We hear a great deal today about people carrying guns and knives. But this is not new. Shortly after I left school I joined the Home Guard, first in the infantry before serving on an AA Rocket Battery close by where Iver station now is (ironically it was ‘Z’ Battery No. 101, a number that would become significant a few years later). Many of us, and many proper soldiers, would carry rifles and bayonets in public. I don’t recall mayhem on the streets, from the skies perhaps, but not on the streets or on Tube trains. How was it that those rifles and bayonets were not turned on the general populace – but now guns and knives are?

It is very difficult to know how reliable are the statistics we are fed. But the figures I have for murder in England and Wales in 1945 were 141 (population about 39 million) and in 1965, 165 (population 48 million). I am baffled why things have got so bad despite reassurances that they have actually got better and better. I can offer no answer. What I do know is that at nearly 82 I find much of life around me wholly unknown. When I saw those nominated for the BAFTA awards, I knew two names: Cranford (which had been a set reading book when I was 13) and Eileen Atkins. The rest were strangers – my fault doubtless. Secondly, I am astonished that so many people seem not to know who they are or where they came from. My family is a very ordinary one but my father’s family and my mother’s, wrote the stories of their lives for their children and these cover more than 200 years. We still have Apprentice Certificates going back to 1826 (for my great-grandfather as a shoemaker and stonemason in Alnwick – did he make stone clogs?) and each generation thereafter. What I have left of my father from 1933 is his fingerprints on his seaman’s passes to permit him to go ashore in USA and France when serving on convoys in the First World War.
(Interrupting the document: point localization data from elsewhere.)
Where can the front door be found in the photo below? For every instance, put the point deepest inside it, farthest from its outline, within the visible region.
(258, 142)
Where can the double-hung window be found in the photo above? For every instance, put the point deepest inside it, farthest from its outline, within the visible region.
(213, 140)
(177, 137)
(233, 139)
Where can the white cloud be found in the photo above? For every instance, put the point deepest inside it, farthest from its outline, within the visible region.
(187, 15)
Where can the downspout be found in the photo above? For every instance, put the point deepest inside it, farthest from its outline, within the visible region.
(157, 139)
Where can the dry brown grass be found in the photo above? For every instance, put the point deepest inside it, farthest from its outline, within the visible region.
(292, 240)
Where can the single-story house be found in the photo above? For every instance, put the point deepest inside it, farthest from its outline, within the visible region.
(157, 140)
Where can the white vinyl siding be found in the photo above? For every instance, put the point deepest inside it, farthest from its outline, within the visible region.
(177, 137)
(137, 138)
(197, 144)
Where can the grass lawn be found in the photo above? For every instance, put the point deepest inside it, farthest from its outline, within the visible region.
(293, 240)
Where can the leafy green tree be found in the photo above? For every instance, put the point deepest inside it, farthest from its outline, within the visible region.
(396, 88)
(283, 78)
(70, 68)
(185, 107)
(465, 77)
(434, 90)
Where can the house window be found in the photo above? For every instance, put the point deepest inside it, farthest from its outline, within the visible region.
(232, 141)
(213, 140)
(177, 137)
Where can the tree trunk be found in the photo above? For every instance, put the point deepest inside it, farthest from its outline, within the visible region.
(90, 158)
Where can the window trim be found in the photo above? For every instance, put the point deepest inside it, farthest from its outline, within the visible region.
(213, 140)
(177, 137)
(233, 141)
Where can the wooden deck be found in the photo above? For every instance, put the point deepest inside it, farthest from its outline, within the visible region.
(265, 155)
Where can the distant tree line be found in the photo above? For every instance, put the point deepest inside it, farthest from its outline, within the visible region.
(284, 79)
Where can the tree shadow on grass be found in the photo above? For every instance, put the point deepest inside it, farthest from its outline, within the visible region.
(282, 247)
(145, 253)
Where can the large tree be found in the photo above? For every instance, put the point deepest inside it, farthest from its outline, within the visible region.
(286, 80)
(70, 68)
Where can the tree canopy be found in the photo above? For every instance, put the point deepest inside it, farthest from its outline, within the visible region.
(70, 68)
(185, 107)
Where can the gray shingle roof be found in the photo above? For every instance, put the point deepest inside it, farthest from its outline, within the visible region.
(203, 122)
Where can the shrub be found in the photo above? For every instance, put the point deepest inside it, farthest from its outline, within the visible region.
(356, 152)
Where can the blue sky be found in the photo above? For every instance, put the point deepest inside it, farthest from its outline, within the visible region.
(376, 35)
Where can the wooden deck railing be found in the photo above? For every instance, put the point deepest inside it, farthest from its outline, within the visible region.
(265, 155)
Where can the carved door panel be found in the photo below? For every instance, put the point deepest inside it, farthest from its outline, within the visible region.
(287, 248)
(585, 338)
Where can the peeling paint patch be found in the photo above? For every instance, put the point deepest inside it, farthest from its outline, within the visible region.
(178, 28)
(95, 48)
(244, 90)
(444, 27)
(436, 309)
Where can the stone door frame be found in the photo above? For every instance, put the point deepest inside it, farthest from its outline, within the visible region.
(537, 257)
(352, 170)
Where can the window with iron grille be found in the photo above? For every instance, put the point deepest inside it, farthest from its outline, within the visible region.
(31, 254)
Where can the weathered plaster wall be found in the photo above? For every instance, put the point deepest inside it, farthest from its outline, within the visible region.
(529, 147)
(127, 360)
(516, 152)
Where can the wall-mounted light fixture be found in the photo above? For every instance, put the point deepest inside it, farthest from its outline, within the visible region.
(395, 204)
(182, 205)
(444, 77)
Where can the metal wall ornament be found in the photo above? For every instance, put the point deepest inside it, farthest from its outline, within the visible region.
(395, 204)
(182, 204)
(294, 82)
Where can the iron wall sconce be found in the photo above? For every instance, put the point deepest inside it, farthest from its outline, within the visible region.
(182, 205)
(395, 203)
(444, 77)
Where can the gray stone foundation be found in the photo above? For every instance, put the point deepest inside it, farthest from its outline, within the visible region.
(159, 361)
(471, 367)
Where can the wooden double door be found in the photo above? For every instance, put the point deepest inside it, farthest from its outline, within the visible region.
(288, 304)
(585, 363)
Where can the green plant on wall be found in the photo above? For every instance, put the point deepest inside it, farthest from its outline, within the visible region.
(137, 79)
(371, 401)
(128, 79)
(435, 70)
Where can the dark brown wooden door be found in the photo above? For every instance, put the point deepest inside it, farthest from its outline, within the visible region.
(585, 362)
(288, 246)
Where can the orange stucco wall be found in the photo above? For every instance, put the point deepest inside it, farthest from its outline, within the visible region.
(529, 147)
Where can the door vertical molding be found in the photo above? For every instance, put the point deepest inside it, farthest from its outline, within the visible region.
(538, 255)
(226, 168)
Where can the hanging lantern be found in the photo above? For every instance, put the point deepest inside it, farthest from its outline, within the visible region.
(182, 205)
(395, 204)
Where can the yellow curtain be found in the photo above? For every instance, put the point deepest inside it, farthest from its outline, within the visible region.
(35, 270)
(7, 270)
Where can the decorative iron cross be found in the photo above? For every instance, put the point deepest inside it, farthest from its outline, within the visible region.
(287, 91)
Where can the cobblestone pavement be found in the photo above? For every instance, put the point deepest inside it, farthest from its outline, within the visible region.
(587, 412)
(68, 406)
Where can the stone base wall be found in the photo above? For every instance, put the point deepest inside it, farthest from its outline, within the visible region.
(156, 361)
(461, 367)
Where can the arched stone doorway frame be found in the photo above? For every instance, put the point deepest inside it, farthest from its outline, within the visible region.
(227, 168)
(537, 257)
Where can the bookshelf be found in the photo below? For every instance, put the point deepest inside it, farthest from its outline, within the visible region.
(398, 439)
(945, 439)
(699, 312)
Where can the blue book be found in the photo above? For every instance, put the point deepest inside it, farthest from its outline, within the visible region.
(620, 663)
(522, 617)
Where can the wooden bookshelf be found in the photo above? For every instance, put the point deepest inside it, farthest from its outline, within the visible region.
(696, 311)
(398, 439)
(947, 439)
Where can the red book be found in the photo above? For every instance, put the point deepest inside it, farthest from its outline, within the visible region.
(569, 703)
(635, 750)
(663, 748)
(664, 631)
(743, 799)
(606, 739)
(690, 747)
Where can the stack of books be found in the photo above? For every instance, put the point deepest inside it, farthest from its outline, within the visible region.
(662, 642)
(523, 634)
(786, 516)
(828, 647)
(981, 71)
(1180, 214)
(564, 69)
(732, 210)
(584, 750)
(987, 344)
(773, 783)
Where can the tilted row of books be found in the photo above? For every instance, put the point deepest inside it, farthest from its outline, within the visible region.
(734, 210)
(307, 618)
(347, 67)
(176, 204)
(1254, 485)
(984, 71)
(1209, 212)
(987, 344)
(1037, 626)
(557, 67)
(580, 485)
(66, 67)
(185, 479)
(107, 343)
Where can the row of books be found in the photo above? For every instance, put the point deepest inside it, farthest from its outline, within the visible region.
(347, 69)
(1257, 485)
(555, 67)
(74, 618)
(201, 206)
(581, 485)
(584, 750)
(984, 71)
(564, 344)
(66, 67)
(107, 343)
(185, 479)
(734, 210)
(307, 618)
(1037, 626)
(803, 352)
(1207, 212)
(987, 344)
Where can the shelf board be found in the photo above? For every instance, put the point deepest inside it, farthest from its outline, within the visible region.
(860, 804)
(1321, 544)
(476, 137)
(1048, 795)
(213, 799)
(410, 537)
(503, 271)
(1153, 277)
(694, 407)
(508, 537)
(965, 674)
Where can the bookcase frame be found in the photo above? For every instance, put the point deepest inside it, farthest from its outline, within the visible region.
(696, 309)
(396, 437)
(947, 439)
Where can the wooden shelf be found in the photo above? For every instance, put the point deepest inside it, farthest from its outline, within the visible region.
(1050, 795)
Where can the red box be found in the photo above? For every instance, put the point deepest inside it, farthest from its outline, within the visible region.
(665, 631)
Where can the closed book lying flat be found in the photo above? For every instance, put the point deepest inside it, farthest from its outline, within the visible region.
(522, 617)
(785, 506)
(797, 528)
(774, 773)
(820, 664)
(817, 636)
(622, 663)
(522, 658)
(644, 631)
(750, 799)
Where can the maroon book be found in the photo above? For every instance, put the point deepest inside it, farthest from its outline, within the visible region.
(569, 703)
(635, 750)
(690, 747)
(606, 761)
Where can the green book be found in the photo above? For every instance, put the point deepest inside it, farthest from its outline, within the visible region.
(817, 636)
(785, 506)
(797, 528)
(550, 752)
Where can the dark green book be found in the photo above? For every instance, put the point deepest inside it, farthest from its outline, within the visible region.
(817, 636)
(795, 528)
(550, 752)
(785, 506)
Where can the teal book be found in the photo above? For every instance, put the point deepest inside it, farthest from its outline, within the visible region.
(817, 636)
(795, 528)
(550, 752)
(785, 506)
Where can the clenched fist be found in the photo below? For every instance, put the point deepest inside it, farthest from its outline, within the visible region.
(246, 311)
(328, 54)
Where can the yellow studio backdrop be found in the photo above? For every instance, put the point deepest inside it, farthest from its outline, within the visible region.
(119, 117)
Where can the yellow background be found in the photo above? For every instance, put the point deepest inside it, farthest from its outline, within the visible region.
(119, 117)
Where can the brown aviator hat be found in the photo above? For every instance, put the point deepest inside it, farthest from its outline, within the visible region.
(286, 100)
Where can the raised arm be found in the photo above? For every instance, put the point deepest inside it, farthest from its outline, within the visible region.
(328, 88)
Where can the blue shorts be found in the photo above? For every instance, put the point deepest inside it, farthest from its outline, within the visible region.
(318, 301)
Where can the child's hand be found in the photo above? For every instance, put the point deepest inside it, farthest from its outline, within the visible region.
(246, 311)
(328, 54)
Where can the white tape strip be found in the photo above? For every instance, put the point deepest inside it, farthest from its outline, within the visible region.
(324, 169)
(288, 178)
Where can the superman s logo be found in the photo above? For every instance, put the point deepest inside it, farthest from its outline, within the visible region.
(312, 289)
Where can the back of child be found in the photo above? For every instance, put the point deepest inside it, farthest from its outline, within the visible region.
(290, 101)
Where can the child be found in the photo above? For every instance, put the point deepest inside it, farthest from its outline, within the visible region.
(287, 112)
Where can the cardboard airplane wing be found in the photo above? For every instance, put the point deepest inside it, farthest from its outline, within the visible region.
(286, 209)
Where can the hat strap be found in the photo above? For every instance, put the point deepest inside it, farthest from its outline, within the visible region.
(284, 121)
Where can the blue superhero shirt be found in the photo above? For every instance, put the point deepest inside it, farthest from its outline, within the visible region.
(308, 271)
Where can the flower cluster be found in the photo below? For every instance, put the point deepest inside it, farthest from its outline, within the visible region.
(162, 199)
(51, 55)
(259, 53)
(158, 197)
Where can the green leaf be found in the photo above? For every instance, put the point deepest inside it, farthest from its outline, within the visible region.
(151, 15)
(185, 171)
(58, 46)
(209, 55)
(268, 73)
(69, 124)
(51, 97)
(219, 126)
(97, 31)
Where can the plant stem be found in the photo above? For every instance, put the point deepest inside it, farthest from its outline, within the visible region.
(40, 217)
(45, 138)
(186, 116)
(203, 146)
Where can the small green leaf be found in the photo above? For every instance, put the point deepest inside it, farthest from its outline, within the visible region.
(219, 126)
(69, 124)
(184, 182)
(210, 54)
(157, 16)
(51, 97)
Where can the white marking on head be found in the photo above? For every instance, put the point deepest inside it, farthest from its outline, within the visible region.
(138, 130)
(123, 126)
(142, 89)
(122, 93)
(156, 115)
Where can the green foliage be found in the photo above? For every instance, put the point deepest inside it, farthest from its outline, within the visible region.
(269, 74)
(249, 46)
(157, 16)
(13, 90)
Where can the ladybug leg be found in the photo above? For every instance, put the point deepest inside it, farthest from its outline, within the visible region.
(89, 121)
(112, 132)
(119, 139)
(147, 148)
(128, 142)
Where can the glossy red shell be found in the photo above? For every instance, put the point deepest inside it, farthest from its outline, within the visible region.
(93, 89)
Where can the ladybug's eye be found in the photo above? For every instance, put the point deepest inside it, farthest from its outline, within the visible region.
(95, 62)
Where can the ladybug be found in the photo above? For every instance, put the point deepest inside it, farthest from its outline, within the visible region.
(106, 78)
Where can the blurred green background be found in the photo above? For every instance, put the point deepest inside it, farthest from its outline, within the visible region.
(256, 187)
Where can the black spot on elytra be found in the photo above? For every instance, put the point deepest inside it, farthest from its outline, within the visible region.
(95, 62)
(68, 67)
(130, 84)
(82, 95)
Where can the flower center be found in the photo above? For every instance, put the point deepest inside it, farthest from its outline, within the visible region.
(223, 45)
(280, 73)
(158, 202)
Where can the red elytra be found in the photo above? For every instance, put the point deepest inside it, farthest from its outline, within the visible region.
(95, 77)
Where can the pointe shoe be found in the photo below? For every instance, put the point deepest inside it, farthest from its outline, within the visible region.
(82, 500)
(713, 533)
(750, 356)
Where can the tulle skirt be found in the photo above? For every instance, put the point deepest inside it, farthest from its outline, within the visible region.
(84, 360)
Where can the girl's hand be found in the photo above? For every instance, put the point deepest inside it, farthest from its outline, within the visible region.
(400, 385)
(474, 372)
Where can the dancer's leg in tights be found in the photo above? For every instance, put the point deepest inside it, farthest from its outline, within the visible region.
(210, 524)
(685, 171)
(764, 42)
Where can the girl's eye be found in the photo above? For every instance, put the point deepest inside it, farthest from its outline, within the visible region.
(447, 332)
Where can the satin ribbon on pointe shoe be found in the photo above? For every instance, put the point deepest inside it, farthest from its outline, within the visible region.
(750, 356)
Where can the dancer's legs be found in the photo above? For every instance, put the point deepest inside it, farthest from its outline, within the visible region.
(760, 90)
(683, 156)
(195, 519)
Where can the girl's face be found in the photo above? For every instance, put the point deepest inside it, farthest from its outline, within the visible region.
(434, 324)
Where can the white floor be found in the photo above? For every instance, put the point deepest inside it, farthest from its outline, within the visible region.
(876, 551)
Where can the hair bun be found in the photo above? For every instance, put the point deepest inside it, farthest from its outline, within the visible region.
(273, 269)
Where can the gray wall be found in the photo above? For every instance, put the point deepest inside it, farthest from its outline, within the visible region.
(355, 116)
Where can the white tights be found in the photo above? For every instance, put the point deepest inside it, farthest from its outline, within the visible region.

A great-uncle, Robert Davison, died of exhaustion aged less than 25 having worked himself to death as a Wesleyan minister, walking 200 miles a month, giving 25 sermons and visiting fifty families on the way, so earning a fulsome obituary in The Alnwick Journal, December 1875. I was familiar with this inheritance and taught to behave in a similar fashion. Doesn’t this happen any more?

Because I was away from home I suppose I resorted to reading more than may be common nowadays. I won’t bore those who have got this far with what I read and what influence I believe it had on me. Let me turn to one thing that expresses what I had thought was our common past but which I fear is no more. On my way back to school about 1934 my mother took me to take the train from Paddington station. She made a point (perhaps because she had served in the WAACS) of showing me ‘The Paddington Soldier’ midway down Platform 1. In case you don’t know him – this is he:

Paddington Soldier

I did not learn his full significance until a few years ago. The memorial is by Captain Charles Sargeant Jagger, company commander of the 2nd Worcesters. As they came out of the line after the terrible Menin Road battle for Passchendaele the men were given their mail. Jagger saw one of his soldiers reading a letter from his mother, wearing a long, loosely-knitted scarf made for him by his aunt. If you look carefully you can see a stitch has been dropped. The soldier has no rifle (not even one reversed), no bayonet, no grenades as are commonly in many war memorials. Just a letter, a scarf, and a weary man. He stands there to shame the cynic and the indifferent – and the sabre-rattling. Jagger’s soldier, created by a great sculptor who was there and who records what he saw, begs us to remember him and the millions like him, just as he had been remembered by his mother and aunt. Does what Jagger memorialises mean anything to most of our tens of millions today? Do they visit Commonwealth War Graves? Would they rather watch the simulated violence of Grand Theft Auto IV than experience the genuine horror, and all it implies, of the rats gnawing at dead soldiers in All Quiet on the Western Front? If we care nothing for our nation’s and our families’ past we shall disintegrate, St Paul or no St Paul. But that is enough from me – except my grateful thanks to all respondents.